Picking a Rope Horse Prospect
Finding the right rope horse prospect starts with good conformation.
April 7, 2012
I have a very stout, big-boned American Quarter Horse. Whenever I take him anywhere, people ask me if I rope on him. I don't – we just trail ride – but what is it about him that makes him look like a rope horse? What do ropers look for in a horse?
Roping is a little bit different from other equine disciplines. It’s only natural that picking a rope horse prospect would be a little different, too.
Some horse disciplines start searching for prospects when they’re weanlings or yearlings. If you’re considering a roping prospect, you might be looking for a 6- or 7-year-old horse.
We like to say that rope horses earn their money in the second 10 years of their life. If you look at horses that are used by the top ropers at the Wrangler National Finals Rodeo, those horses are about 15 or 16 years old.
So there’s no need to rush getting a roping prospect ready. We can take our time and make the horse as good as he can be, and a horse is going to be 6 or 7 before he completely matures.

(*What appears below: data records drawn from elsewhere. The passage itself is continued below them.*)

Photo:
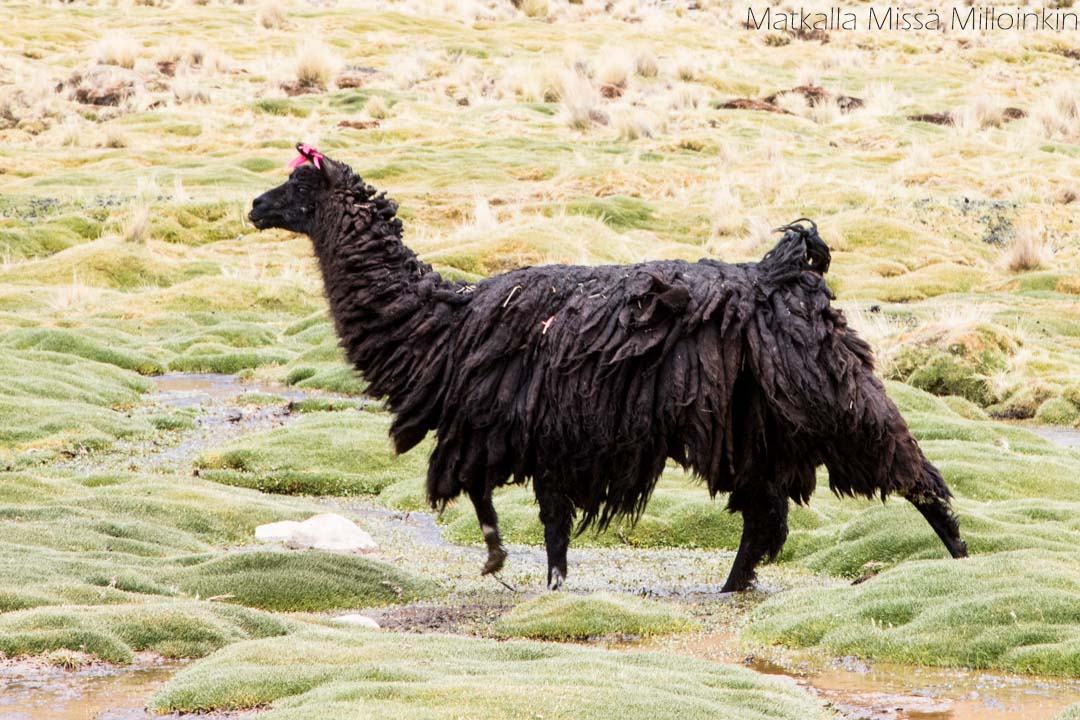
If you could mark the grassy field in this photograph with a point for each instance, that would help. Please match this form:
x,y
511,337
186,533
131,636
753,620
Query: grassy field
x,y
548,133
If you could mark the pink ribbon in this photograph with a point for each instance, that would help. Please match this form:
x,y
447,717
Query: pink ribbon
x,y
307,153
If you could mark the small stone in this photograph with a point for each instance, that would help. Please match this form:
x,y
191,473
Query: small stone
x,y
359,621
277,532
331,532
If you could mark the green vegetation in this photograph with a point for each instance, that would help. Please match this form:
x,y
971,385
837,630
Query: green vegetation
x,y
310,581
359,674
554,133
322,453
116,632
116,564
565,616
1013,610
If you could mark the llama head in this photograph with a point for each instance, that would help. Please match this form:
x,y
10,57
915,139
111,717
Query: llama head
x,y
293,205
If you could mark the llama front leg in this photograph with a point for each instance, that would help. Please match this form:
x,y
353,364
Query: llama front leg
x,y
939,514
931,498
765,530
556,513
489,526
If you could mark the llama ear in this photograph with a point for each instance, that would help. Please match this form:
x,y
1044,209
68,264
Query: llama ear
x,y
332,172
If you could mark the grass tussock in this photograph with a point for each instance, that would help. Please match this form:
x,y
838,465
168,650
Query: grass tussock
x,y
352,675
1008,610
323,453
315,65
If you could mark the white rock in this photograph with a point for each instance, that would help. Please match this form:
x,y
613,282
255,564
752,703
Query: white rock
x,y
275,532
329,532
359,621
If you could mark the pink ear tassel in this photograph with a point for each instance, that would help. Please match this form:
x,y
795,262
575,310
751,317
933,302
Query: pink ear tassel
x,y
307,152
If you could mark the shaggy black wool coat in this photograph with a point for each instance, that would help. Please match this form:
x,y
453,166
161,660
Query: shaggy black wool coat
x,y
585,380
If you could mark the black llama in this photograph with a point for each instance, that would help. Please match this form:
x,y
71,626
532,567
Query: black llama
x,y
585,380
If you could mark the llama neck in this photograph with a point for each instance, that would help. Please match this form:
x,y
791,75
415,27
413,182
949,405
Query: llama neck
x,y
389,308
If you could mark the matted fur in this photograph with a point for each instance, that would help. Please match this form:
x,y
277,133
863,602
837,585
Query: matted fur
x,y
588,379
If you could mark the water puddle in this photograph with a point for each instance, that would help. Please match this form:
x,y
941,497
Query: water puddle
x,y
193,390
1063,436
859,690
34,691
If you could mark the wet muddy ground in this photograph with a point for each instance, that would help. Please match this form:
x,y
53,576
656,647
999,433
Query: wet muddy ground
x,y
856,690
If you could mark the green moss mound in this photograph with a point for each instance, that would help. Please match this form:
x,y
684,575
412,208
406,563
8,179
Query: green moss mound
x,y
63,402
109,350
1013,611
1057,411
115,633
374,676
309,581
331,453
564,616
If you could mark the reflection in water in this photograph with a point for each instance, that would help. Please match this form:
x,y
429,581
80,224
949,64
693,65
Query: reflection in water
x,y
32,691
887,691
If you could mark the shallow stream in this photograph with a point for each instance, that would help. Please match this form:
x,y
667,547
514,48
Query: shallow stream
x,y
31,690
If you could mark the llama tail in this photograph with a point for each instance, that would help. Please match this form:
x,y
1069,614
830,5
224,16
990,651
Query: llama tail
x,y
931,498
799,248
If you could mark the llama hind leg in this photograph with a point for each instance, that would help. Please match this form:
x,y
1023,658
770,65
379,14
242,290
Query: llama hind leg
x,y
489,526
765,530
556,513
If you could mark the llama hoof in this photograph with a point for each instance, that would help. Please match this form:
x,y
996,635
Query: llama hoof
x,y
496,557
736,587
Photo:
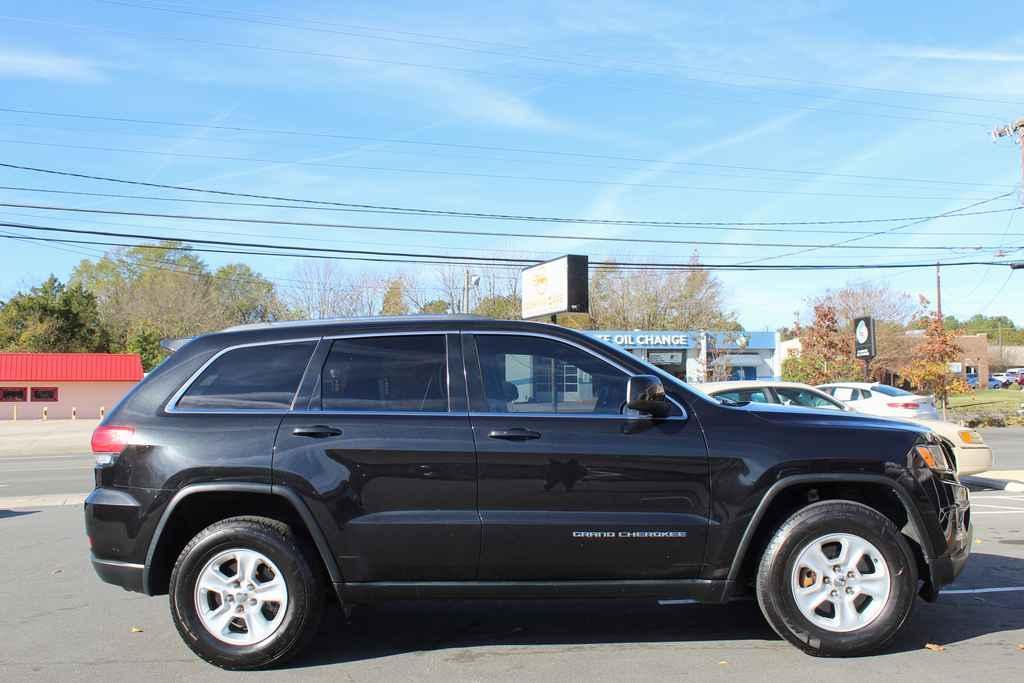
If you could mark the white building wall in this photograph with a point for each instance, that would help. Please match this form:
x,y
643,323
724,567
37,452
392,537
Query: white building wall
x,y
87,397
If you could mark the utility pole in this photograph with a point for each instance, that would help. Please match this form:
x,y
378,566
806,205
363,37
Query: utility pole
x,y
1016,131
470,282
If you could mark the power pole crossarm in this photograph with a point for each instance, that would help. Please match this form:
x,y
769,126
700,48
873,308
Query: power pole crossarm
x,y
1015,129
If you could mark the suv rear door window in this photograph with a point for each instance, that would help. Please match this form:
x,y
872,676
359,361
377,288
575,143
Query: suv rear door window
x,y
744,396
524,374
844,393
263,377
406,373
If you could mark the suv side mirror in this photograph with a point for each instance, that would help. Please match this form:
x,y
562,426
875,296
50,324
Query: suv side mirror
x,y
645,393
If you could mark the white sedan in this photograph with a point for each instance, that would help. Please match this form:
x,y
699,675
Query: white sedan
x,y
972,454
883,399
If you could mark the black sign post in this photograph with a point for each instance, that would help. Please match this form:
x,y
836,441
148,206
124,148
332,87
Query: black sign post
x,y
863,332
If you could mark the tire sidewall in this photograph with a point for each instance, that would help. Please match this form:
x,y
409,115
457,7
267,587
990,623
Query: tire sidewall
x,y
295,571
901,593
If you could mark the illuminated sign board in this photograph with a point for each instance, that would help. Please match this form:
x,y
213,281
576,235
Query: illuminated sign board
x,y
556,287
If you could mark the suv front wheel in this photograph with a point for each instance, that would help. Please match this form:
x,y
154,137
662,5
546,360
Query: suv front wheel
x,y
246,593
837,580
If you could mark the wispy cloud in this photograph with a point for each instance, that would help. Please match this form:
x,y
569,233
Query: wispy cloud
x,y
607,204
47,66
951,54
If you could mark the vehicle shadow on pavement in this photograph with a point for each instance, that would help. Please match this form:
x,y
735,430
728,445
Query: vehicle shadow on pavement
x,y
4,514
389,629
409,627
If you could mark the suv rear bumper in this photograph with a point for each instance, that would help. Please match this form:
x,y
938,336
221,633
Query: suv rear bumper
x,y
118,540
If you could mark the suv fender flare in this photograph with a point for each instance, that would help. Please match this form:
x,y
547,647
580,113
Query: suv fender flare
x,y
245,487
913,515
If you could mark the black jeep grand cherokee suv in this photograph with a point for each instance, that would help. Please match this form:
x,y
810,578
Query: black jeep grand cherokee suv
x,y
260,469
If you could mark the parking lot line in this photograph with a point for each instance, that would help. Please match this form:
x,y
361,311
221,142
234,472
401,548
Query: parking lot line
x,y
966,591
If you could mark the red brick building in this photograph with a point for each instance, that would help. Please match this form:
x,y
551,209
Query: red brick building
x,y
65,383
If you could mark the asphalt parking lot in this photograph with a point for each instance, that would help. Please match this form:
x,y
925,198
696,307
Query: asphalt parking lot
x,y
58,622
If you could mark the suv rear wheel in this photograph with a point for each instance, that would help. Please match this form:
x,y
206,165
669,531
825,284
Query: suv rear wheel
x,y
837,580
247,593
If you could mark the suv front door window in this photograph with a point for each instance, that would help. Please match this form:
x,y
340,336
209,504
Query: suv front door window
x,y
795,396
570,484
382,442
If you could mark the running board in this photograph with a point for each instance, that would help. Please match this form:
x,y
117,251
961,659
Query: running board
x,y
696,590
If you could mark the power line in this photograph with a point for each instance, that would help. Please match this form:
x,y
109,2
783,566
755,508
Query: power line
x,y
152,198
463,174
374,208
482,147
606,265
463,70
531,57
738,172
464,232
540,254
844,244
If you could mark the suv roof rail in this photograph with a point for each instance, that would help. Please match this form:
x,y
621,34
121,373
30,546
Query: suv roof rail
x,y
425,317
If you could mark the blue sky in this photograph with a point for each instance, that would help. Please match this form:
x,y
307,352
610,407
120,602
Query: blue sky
x,y
670,94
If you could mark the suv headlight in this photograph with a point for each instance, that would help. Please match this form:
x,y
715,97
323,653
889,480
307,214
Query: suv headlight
x,y
970,436
933,456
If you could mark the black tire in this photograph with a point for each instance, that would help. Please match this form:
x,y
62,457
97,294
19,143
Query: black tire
x,y
303,575
774,580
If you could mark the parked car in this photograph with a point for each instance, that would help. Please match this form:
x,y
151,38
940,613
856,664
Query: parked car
x,y
259,469
1005,379
972,455
882,399
993,383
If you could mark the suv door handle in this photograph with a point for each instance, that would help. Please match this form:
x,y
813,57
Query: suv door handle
x,y
515,434
316,431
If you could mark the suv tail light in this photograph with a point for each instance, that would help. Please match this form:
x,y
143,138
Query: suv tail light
x,y
109,441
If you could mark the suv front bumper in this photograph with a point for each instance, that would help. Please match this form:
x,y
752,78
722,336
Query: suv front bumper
x,y
955,519
126,574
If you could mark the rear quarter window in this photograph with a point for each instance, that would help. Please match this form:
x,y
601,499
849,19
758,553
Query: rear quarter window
x,y
263,377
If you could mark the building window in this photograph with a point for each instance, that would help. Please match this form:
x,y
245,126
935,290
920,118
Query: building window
x,y
44,394
12,394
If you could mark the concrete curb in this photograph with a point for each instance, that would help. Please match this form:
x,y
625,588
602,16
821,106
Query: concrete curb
x,y
998,484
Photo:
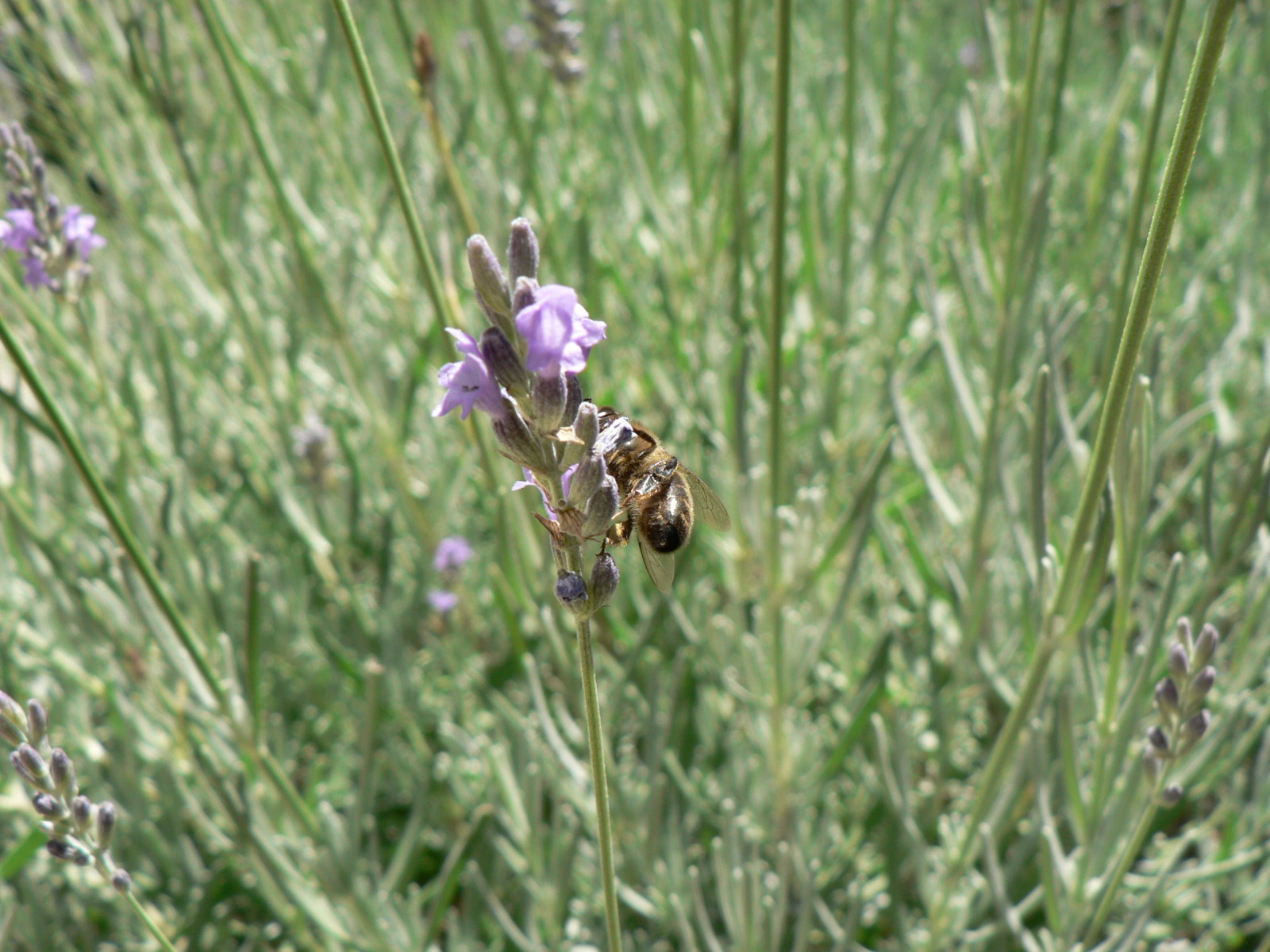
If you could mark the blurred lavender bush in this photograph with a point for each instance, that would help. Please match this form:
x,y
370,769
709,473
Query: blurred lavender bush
x,y
327,736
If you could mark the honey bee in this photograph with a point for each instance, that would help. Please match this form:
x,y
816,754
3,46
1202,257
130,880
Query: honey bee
x,y
662,498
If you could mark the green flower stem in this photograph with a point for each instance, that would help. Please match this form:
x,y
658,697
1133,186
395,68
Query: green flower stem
x,y
70,441
1130,852
1058,628
1199,86
1121,628
379,120
148,920
776,423
88,473
572,554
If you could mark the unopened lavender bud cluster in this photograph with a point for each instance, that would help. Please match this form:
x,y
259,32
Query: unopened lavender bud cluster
x,y
79,831
452,554
524,374
314,446
558,40
54,241
1180,702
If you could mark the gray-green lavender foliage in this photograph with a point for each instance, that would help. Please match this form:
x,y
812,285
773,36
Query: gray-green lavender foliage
x,y
387,771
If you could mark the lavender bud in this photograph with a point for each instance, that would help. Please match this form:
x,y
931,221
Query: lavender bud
x,y
489,281
48,806
518,441
38,720
603,581
572,590
1153,765
1203,682
1195,727
63,772
573,397
1206,645
525,294
586,479
549,401
57,850
10,734
1184,631
601,508
1166,697
522,251
106,820
1179,660
508,367
82,812
31,767
586,424
13,714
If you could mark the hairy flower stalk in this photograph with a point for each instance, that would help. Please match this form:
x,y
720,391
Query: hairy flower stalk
x,y
79,831
54,241
558,40
1183,721
524,374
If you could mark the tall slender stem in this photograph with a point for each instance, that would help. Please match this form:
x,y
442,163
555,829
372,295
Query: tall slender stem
x,y
598,776
106,503
152,926
776,422
1058,628
380,121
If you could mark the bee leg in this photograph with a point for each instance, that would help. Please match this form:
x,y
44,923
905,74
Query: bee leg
x,y
619,533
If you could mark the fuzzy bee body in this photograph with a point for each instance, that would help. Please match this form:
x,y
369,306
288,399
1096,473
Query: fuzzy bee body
x,y
660,498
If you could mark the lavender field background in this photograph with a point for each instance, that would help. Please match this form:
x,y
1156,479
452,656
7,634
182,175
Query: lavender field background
x,y
914,700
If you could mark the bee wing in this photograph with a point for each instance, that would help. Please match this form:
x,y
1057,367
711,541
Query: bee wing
x,y
710,508
660,565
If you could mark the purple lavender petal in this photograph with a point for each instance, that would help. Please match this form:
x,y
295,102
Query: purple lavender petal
x,y
22,230
442,601
451,554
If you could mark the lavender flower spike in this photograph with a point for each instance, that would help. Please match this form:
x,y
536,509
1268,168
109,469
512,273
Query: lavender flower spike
x,y
559,332
469,382
451,554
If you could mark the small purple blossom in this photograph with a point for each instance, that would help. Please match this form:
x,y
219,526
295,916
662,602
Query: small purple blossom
x,y
469,382
529,482
36,274
442,601
451,554
79,232
559,332
19,232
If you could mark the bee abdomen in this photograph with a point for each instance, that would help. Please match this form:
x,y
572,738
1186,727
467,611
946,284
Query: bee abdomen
x,y
668,524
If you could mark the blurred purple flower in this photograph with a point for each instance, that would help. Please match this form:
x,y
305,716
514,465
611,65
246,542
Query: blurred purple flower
x,y
559,332
529,482
469,382
442,601
36,272
19,230
451,554
79,232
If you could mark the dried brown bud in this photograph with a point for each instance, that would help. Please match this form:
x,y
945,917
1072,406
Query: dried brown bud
x,y
107,816
63,772
603,581
37,720
1206,645
522,251
425,63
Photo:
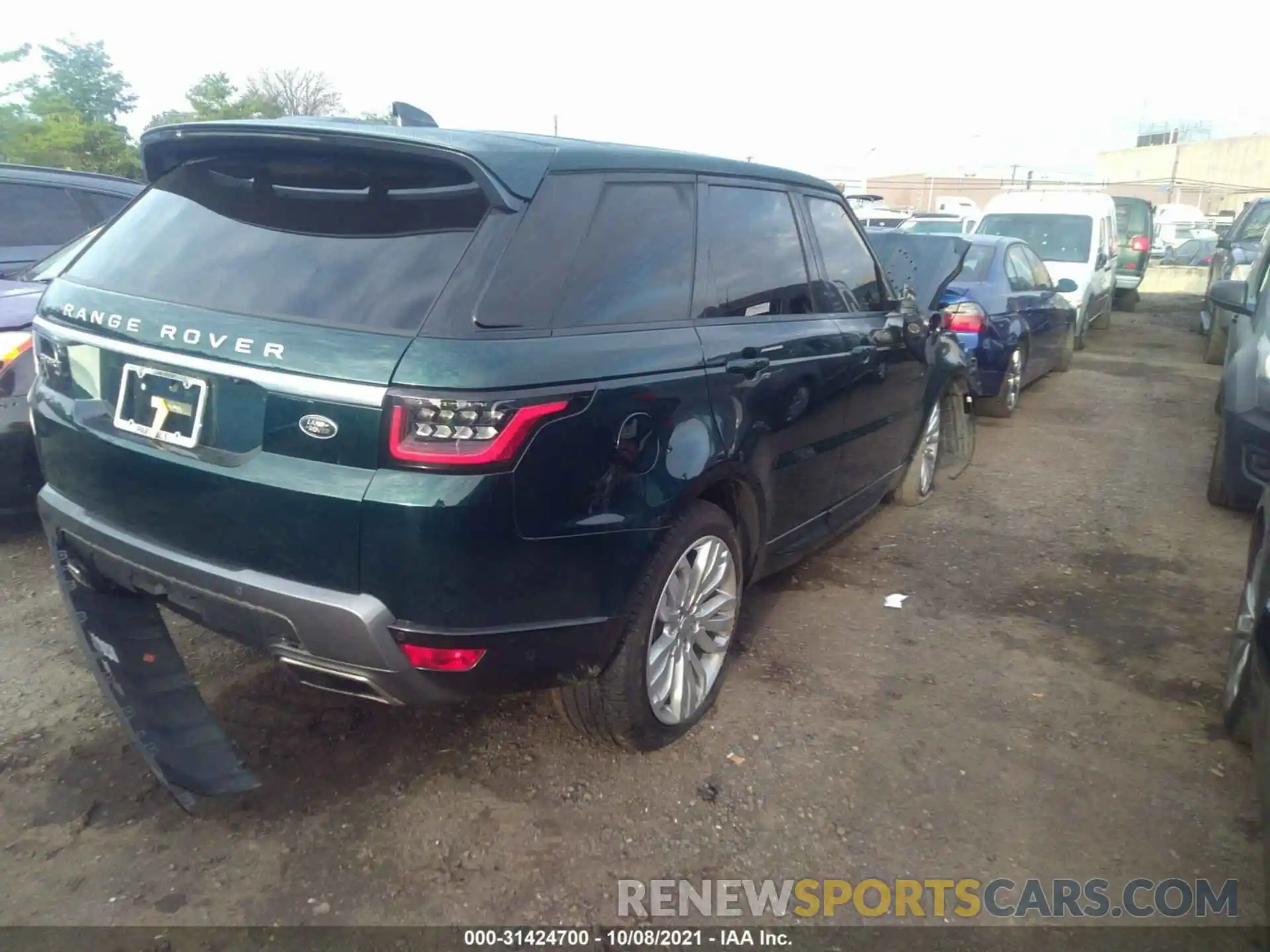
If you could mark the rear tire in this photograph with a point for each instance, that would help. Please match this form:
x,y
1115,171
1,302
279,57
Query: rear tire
x,y
1064,356
1006,401
616,707
1238,686
1214,348
1217,493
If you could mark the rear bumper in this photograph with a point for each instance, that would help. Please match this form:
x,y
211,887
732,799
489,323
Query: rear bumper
x,y
333,640
19,467
1248,456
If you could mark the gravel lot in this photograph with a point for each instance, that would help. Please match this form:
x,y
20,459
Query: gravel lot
x,y
1043,705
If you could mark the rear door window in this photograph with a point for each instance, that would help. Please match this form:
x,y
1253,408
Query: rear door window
x,y
755,263
38,215
635,263
1040,273
849,266
342,239
1255,225
1019,270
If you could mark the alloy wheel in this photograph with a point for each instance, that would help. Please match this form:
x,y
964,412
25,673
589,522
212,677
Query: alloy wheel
x,y
1241,640
695,619
930,450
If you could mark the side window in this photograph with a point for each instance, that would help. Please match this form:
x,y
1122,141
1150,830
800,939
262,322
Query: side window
x,y
849,267
105,206
1019,270
37,215
755,263
635,263
1040,273
1255,225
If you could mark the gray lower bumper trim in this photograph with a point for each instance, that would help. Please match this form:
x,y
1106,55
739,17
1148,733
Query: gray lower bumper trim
x,y
343,627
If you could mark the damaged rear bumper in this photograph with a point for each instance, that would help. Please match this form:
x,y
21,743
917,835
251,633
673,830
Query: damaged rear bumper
x,y
113,583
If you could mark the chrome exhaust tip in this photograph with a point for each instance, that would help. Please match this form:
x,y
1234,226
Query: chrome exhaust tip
x,y
337,682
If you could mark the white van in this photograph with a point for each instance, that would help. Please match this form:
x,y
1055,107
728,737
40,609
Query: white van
x,y
1075,234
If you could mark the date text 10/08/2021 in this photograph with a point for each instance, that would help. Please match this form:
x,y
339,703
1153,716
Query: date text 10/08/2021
x,y
636,937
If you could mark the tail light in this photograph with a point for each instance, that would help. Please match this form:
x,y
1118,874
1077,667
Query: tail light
x,y
964,317
443,659
456,432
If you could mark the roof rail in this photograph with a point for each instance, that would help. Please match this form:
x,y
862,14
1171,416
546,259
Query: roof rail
x,y
407,114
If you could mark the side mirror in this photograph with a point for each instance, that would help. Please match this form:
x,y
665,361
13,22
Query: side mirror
x,y
1231,296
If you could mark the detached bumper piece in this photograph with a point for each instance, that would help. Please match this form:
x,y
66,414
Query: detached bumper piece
x,y
146,682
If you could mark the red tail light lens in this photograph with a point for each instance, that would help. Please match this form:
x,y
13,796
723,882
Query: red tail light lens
x,y
443,659
458,432
964,317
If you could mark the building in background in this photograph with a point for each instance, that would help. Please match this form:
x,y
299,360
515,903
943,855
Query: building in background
x,y
923,192
1177,163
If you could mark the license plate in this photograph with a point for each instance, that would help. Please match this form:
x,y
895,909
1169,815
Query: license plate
x,y
160,405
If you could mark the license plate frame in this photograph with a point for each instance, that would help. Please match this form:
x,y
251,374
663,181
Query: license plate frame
x,y
134,376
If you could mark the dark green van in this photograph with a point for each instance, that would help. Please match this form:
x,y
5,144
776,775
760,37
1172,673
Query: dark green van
x,y
1133,223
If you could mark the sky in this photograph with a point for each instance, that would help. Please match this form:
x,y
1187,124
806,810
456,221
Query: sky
x,y
825,88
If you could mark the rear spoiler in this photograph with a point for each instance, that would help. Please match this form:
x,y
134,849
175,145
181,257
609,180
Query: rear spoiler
x,y
923,264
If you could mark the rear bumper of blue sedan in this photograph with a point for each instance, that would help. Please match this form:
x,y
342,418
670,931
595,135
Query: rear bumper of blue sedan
x,y
992,357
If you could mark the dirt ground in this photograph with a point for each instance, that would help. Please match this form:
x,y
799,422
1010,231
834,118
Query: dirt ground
x,y
1043,705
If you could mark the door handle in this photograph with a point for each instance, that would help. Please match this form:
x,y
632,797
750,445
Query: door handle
x,y
748,366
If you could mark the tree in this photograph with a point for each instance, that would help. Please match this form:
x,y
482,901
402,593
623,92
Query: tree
x,y
69,114
295,93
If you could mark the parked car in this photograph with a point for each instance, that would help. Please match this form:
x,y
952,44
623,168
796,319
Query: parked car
x,y
1075,234
1197,253
1011,317
939,223
1232,260
19,466
1241,452
431,414
1134,227
41,210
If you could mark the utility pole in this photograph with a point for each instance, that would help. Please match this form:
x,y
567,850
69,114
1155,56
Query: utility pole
x,y
1173,175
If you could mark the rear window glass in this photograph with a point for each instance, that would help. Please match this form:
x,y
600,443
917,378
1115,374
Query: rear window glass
x,y
977,263
635,263
1056,238
349,240
1132,219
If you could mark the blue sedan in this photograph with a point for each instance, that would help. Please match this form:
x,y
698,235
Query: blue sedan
x,y
1011,315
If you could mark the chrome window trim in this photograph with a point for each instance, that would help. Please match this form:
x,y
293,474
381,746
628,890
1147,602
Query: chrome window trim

For me, the two most important qualities a rope horse needs are good conformation and good basics. I want a horse that’s broke, and I want a horse that’s built to do the job of roping.
When a client backs his horse out of a trailer, I can tell right away whether that horse is going to be a star or a weekend jackpot horse. It’s important for an amateur to be as well-mounted as possible. Open riders should be able to get by on less-talented horses, but amateurs need the best horse they can find. That starts with conformation.